L'Association américaine de psychiatrie (APA) élabore depuis 1952 les versions successives du DSM (de l'anglais diagnostic and statistical manual of mental disorders), qui vise à proposer une définition pour chaque trouble psychiatrique (1).
Des critiques récurrentes
Conçu à l'origine pour être un simple manuel de classification objective de symptômes psychiatriques, le DSM a progressivement été considéré comme la référence mondiale en psychiatrie (1). Plusieurs aspects de son élaboration ont toutefois été critiqués : le caractère arbitraire de la création ou de la suppression de certains troubles mentaux ; la multiplication des caractéristiques présentées comme des troubles mentaux, dont le nombre est passé de 180 dans la 2e version publiée en 1968 (DSM-II) à 350 dans la 4e version publiée en 1994 (DSM-IV) ; la mainmise des firmes pharmaceutiques sur son élaboration et sa diffusion, poussant à une médicamentation excessive de la santé mentale (2à6).
La présence de conflits d'intérêts chez des membres de l'APA en charge du DSM a été mise en évidence dès 2006 (DSM-IV), particulièrement dans les situations où des médicaments sont proposés (2).
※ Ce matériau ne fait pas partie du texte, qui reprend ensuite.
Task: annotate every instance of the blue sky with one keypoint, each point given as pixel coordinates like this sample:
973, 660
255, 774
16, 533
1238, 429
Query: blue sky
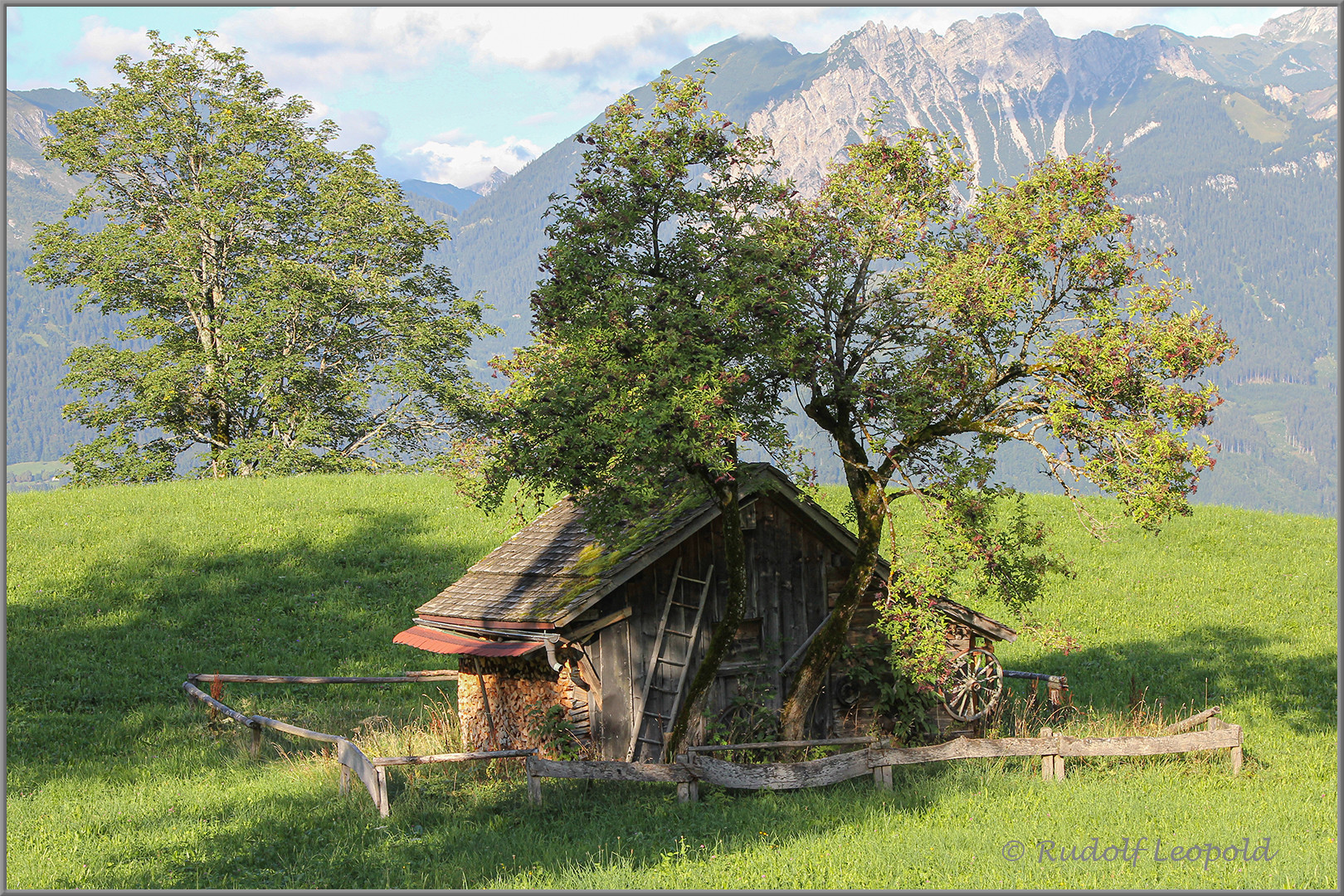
446, 93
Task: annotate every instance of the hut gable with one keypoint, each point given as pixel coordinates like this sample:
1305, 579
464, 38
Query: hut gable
626, 631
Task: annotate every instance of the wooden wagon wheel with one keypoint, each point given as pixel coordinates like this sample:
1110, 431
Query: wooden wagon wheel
972, 684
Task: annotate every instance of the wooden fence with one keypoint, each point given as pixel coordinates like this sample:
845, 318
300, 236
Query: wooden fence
695, 766
370, 770
879, 759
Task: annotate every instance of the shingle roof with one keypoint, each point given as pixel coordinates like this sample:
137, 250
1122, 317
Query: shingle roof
552, 570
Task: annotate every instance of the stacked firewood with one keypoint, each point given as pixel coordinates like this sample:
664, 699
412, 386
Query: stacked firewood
513, 691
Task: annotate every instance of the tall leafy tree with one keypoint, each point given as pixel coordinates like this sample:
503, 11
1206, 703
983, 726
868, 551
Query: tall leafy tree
290, 317
657, 334
937, 329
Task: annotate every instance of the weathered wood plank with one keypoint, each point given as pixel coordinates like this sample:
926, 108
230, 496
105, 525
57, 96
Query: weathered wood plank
192, 691
381, 798
449, 757
767, 744
533, 789
1148, 746
687, 791
353, 758
1186, 724
299, 733
962, 748
611, 618
782, 776
446, 674
608, 770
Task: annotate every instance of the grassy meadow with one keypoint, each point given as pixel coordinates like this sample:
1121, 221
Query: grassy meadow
113, 781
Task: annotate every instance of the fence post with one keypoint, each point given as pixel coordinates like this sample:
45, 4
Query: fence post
687, 791
382, 791
880, 774
533, 783
1047, 761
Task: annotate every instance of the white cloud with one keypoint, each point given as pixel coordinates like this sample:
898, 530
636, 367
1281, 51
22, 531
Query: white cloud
359, 127
100, 45
448, 160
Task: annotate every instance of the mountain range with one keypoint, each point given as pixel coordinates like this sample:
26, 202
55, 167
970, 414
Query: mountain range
1227, 151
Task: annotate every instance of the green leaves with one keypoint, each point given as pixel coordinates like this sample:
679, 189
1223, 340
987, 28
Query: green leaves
296, 324
661, 324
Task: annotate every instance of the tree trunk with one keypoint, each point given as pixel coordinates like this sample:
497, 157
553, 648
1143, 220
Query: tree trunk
866, 486
734, 548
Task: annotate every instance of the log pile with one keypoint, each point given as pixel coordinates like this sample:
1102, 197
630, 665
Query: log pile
514, 687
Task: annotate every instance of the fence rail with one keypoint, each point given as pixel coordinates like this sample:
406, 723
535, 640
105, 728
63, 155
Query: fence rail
370, 770
431, 674
694, 767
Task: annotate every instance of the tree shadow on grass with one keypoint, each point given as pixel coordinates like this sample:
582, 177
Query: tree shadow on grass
488, 835
1229, 664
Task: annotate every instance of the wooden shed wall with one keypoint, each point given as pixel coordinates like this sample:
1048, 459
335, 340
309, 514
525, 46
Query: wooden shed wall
791, 571
793, 577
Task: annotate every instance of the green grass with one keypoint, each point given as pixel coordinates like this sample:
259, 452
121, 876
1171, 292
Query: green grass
114, 782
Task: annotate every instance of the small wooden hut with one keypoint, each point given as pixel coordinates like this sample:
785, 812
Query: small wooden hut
548, 618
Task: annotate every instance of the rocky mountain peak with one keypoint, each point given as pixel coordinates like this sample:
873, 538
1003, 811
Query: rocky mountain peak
491, 183
1308, 23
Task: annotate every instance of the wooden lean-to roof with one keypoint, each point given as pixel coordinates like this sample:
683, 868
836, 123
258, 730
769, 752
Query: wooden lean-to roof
553, 570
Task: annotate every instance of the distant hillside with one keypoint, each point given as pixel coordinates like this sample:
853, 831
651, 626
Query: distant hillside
455, 197
1227, 145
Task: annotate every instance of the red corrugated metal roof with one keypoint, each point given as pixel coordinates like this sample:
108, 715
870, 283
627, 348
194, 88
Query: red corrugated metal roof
437, 641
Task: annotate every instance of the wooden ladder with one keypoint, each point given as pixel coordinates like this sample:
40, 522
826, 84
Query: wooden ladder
668, 666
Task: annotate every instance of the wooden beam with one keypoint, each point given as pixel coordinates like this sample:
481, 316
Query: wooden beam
611, 618
608, 770
804, 645
1148, 746
1186, 724
299, 733
687, 791
192, 691
782, 776
329, 680
962, 748
785, 744
353, 759
587, 674
450, 757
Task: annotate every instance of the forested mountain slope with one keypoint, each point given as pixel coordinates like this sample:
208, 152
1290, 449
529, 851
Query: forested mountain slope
1227, 147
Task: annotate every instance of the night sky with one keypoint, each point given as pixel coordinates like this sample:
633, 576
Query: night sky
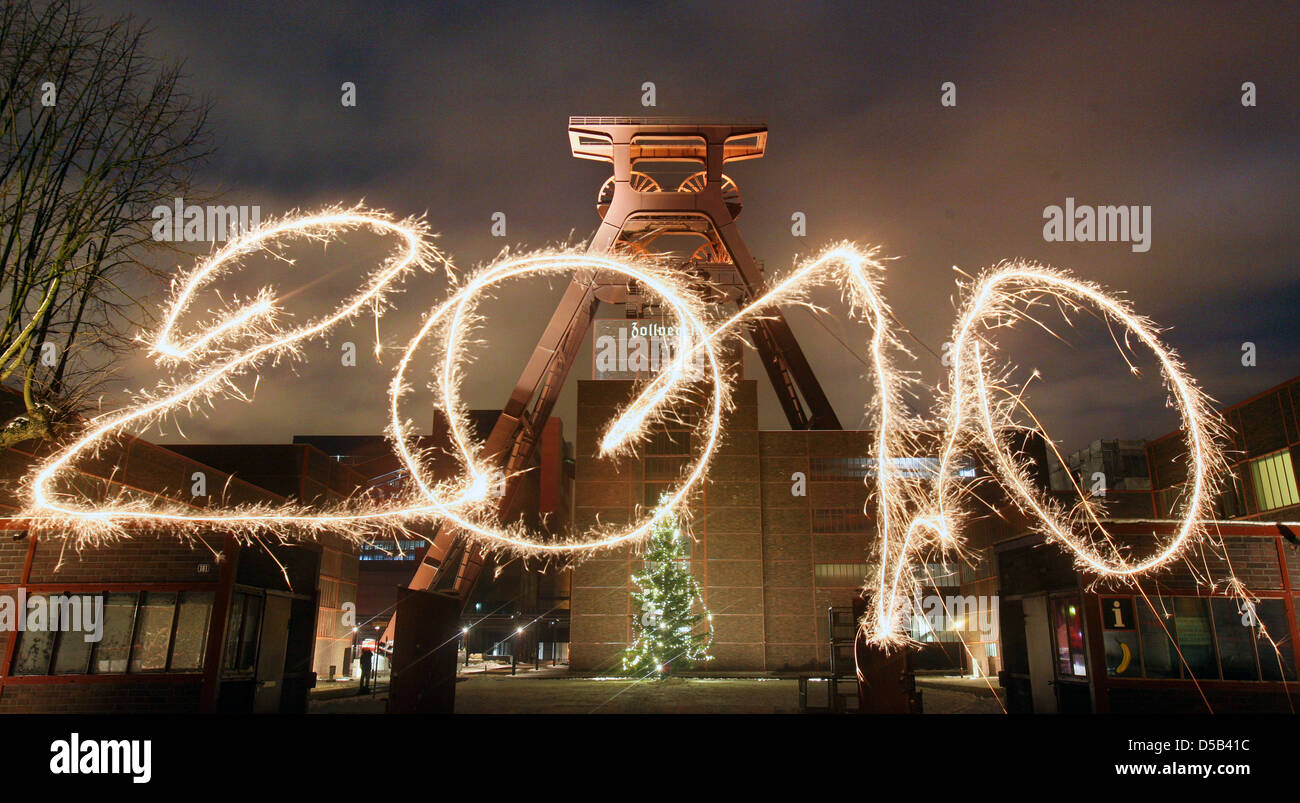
462, 112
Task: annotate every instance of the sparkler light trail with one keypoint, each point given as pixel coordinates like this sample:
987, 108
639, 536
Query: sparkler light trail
914, 513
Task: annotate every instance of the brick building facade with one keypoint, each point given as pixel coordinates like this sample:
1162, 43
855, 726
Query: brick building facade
187, 624
779, 535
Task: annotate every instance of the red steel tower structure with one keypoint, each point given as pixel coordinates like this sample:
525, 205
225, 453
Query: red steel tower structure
640, 215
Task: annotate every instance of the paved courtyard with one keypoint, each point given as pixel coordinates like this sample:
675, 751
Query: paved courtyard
559, 693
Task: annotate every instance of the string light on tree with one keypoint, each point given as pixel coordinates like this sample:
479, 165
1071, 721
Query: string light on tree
672, 629
914, 515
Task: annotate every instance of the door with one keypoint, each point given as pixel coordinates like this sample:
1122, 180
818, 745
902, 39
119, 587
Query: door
1038, 643
268, 681
1070, 664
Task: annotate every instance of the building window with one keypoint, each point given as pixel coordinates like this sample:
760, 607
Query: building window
861, 468
664, 442
1231, 502
142, 632
404, 548
243, 630
1217, 638
837, 468
1195, 638
1274, 480
664, 468
840, 573
830, 521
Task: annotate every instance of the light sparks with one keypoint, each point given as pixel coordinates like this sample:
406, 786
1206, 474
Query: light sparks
914, 515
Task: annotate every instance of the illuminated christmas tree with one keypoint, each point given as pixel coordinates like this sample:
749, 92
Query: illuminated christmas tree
667, 630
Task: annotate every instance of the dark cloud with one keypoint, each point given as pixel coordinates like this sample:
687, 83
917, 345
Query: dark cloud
462, 113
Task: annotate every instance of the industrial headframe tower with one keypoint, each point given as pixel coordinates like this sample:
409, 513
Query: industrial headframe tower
636, 212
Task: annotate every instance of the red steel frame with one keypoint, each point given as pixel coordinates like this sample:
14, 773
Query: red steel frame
451, 564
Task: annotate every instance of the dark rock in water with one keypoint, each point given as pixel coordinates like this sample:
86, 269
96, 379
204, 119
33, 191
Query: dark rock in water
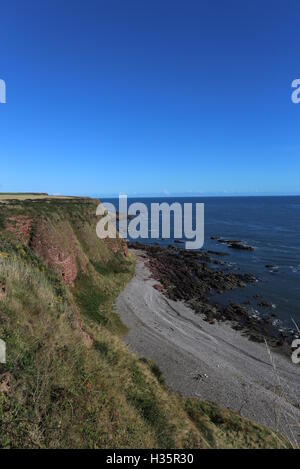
238, 245
235, 244
218, 253
265, 304
187, 276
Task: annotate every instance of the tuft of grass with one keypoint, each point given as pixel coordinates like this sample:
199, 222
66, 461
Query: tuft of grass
223, 428
64, 391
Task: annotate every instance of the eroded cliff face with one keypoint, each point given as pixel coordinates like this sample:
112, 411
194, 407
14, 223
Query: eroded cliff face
58, 237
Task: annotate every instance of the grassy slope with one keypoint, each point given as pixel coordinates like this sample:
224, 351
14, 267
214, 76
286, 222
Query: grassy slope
58, 390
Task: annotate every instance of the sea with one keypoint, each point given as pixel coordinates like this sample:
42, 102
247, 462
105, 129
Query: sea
271, 225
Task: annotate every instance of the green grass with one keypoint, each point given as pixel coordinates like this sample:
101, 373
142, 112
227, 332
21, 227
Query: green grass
65, 391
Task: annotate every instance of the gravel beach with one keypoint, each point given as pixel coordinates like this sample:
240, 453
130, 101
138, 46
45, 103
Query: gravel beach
209, 361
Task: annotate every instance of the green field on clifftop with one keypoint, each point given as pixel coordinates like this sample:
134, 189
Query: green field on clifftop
69, 380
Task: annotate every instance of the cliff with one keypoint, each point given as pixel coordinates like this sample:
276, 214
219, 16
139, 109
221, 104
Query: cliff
69, 380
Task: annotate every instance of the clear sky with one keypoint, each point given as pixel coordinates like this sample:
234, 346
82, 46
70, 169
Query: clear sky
150, 96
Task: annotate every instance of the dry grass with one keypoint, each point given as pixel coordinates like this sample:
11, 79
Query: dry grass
63, 393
Une équipe d'universitaires étatsuniens a montré que la situation avait peu changé dans l'élaboration de la 5e version révisée (DSM-5-TR), publiée en 2022 (6).
Toujours beaucoup trop de liens d'intérêts
Les auteurs ont recherché dans la base de données étatsunienne Open Payments les liens d'intérêts des médecins étatsuniens membres des groupes de travail DSM de l'APA. Parmi ces 92 membres, environ 60 % avaient eu un lien d'intérêts avec au moins une firme au cours des 3 années précédant l'élaboration du DSM-5-TR : il s'agissait de 53 des 86 membres des groupes de travail, et de 2 membres décisionnaires sur 6 (soit un tiers) (6). Des résultats qui n'ont guère évolué depuis l'élaboration du DSM-5 publié en 2013, sauf pour les membres décisionnaires, qui étaient alors deux tiers à avoir des liens d'intérêts (2,6). Au total, les 92 médecins ont reçu des avantages à hauteur de 14 millions de dollars de 2016 à 2019, avant que ne débutent leurs travaux sur le DSM (6).
Comme dans les études précédentes, les liens d'intérêts concernaient davantage les situations dans lesquelles les firmes commercialisent des médicaments. Un tiers des liens retrouvés concernaient des financements pour des congrès ou des situations où les médecins étaient en situation de "leaders d'opinion" (6).
Une influence néfaste sur les soins en santé mentale
Les auteurs soulignent que de tels liens d'intérêts nuisent à la fiabilité d'élaboration de cet ouvrage, devenu une référence mondiale (2,6). Surtout, ils sont de nature à élargir la médicalisation et la médicamentation de l'existence en multipliant les situations psychiques incluses dans le DSM, et en élargissant les critères diagnostiques (6). Ils prennent l'exemple de l'hyperactivité avec déficit de l'attention, dont la modification des critères diagnostiques dans le DSM-5 a conduit à une pratique de surdiagnostic bien documentée (4,6).
Ce constat de l'influence persistante des firmes pharmaceutiques dans l'élaboration du DSM incite à rappeler à la prudence et à l'esprit critique les soignants qui s'y réfèrent.